Nos amamos los dos, pero de modo
que, con el alma ardiente y
agitada,
con sólo vernos nos dijimos
todo,
sin que los labios se dijeran
nada.
Sólo sé que en un día de
verano,
al verla sonreír con embeleso,
mi mano fría se llegó a su
mano
y mi boca a su boca, y hubo un
beso.
--Rubén Darío--
Teófilo Gautier fue
un excelente escritor francés del siglo XIX enamorado de la pintura
de nuestro paisano Zurbarán. En 1840, tiempos de Isabel
II, hizo un viaje a España y visitó el Museo del Prado; quedó
maravillado con sus cuadros..
Gautier se acercó a Andalucía,
pero no pasó por Fuente de Cantos, a pesar de que aquí
había nacido su ídolo. A cambio cogió el antiguo camino
de Despeñaperros y se plantó en Córdoba, Granada y Sevilla; en ésta última ciudad asistió a varias corridas de toros.
En los tiempos en los que
Teófilo Gautier visitó España, eran Cúchares y Chiclanero los
dos toreros que triunfaban por los ruedos del país.
Pero cuarenta años
antes, paseaban sus palmitos por las plazas los dos, casi,
reformadores de este antiguo arte, el gran Pedro Romero,
que inauguró la conocida y castiza plaza de Ronda y Pepe
Hillo, el sevillano elegante, ídolo de la aristocracia. Se
codeaba con ellos por palacios y salones de baile, la Duquesa de Alba, la reina María Luisa y su amante Godoy, nuestro paisano.

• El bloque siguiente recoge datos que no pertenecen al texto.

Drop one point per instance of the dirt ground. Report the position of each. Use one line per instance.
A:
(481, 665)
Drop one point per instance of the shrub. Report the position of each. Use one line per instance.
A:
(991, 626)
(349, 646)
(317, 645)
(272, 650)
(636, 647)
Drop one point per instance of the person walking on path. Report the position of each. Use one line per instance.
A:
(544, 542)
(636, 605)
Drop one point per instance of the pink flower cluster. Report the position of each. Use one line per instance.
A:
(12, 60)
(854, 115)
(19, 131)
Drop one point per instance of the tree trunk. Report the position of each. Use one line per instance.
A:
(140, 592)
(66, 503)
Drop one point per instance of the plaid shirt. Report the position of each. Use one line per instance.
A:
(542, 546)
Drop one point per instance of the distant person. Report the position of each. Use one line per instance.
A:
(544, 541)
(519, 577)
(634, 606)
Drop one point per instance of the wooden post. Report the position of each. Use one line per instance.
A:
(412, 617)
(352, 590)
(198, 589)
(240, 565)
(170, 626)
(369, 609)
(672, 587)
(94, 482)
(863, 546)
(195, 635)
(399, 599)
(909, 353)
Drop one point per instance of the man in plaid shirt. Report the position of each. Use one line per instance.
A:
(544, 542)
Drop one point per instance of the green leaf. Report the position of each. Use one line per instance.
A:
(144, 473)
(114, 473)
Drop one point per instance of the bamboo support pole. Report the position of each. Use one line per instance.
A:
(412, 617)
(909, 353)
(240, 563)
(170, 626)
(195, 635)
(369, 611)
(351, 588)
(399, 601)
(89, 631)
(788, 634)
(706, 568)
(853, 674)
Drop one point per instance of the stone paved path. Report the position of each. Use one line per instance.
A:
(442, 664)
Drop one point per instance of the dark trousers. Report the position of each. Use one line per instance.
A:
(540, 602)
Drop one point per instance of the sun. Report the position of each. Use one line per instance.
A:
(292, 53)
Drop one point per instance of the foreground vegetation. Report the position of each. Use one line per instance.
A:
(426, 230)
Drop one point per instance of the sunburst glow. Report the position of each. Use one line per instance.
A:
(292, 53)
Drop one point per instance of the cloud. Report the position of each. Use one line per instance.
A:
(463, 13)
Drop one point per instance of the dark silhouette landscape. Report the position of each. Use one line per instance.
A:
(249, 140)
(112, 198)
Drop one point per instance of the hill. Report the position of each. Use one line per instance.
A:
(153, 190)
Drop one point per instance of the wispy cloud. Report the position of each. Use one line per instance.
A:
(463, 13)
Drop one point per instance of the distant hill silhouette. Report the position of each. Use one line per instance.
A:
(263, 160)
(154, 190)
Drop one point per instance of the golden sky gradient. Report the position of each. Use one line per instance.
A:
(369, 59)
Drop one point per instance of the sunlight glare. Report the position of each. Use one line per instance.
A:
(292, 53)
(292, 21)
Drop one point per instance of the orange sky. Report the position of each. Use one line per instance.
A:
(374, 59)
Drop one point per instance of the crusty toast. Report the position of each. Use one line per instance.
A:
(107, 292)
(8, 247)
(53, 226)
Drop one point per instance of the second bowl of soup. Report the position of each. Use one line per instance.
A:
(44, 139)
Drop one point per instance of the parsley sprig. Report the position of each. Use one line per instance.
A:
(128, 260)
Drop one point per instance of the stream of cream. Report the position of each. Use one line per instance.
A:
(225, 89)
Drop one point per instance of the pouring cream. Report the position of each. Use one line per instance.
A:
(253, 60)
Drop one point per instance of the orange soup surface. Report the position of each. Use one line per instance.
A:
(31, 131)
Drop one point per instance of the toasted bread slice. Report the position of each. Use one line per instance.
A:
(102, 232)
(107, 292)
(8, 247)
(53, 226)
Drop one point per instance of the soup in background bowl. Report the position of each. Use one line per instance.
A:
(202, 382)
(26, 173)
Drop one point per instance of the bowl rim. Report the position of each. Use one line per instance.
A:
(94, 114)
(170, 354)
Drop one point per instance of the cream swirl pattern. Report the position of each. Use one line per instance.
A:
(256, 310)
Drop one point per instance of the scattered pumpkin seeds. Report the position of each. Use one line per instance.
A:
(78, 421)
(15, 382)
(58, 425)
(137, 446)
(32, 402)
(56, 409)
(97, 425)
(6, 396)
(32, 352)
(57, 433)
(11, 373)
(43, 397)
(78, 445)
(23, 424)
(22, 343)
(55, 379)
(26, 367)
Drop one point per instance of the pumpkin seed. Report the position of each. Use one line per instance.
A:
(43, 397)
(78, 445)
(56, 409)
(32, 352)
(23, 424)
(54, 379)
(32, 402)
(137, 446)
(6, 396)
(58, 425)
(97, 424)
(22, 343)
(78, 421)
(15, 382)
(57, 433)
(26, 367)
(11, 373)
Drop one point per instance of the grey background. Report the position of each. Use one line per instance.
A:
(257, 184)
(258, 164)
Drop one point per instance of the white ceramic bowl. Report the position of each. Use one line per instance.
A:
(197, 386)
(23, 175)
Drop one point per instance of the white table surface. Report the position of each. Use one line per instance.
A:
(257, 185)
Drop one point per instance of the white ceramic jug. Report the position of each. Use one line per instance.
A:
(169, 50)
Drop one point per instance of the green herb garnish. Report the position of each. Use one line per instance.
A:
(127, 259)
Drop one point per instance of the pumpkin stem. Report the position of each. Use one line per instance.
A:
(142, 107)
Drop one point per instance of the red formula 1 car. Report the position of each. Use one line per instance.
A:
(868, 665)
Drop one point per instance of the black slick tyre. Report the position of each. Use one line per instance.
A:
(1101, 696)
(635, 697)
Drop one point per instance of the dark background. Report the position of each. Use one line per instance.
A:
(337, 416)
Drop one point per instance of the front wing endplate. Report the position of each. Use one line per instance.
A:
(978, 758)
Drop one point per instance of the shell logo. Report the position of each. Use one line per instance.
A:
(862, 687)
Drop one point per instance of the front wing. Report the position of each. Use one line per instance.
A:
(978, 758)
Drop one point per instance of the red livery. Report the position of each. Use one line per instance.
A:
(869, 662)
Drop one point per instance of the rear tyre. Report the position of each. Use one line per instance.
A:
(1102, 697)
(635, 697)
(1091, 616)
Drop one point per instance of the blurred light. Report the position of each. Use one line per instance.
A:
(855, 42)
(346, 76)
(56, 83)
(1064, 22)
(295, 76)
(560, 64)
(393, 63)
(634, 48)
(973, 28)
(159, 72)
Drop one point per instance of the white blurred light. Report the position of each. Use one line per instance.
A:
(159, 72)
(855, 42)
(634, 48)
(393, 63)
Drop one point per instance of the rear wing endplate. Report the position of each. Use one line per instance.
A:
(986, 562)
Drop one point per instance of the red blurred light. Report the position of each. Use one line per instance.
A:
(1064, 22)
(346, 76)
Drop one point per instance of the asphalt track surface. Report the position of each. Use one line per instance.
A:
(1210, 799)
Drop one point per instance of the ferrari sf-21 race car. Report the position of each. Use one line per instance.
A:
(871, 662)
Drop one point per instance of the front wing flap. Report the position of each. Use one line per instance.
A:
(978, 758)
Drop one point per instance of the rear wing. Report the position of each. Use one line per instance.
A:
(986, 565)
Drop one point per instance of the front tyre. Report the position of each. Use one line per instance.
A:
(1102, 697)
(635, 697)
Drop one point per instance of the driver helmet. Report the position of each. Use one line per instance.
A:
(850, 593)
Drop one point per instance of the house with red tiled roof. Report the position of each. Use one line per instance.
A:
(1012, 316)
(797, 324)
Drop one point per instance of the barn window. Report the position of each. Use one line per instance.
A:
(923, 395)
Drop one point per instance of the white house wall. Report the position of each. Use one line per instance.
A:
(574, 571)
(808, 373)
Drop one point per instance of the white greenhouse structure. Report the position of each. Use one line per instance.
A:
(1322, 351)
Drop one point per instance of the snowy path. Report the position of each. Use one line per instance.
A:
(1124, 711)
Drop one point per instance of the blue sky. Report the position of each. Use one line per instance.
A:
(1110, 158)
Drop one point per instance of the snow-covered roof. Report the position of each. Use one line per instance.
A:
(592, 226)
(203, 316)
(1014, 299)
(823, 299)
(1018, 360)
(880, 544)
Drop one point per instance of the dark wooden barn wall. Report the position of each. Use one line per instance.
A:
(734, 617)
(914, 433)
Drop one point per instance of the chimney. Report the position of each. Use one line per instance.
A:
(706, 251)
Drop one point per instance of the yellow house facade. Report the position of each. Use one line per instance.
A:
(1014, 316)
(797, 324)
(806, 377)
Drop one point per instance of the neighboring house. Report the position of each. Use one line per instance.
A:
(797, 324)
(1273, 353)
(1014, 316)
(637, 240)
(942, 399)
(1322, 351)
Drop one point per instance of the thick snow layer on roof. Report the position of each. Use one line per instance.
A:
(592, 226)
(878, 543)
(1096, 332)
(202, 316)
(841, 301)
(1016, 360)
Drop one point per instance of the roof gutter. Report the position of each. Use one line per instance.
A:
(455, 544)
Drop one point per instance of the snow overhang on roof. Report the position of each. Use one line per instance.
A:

Al final de ese siglo (XIX) serían
el cordobés Rafael Molina Sánchez, Lagartijo y el
granadino Salvador Sánchez, Frascuelo, los favoritos de la afición. Luego vinieron, Espartero, que
murió corneado en Madrid por el toro Perdigón. Su cadáver fue
embalsamado y trasladado a su ciudad natal, Sevilla, donde le
esperaban más de seis mil aficionados para darle su último adiós)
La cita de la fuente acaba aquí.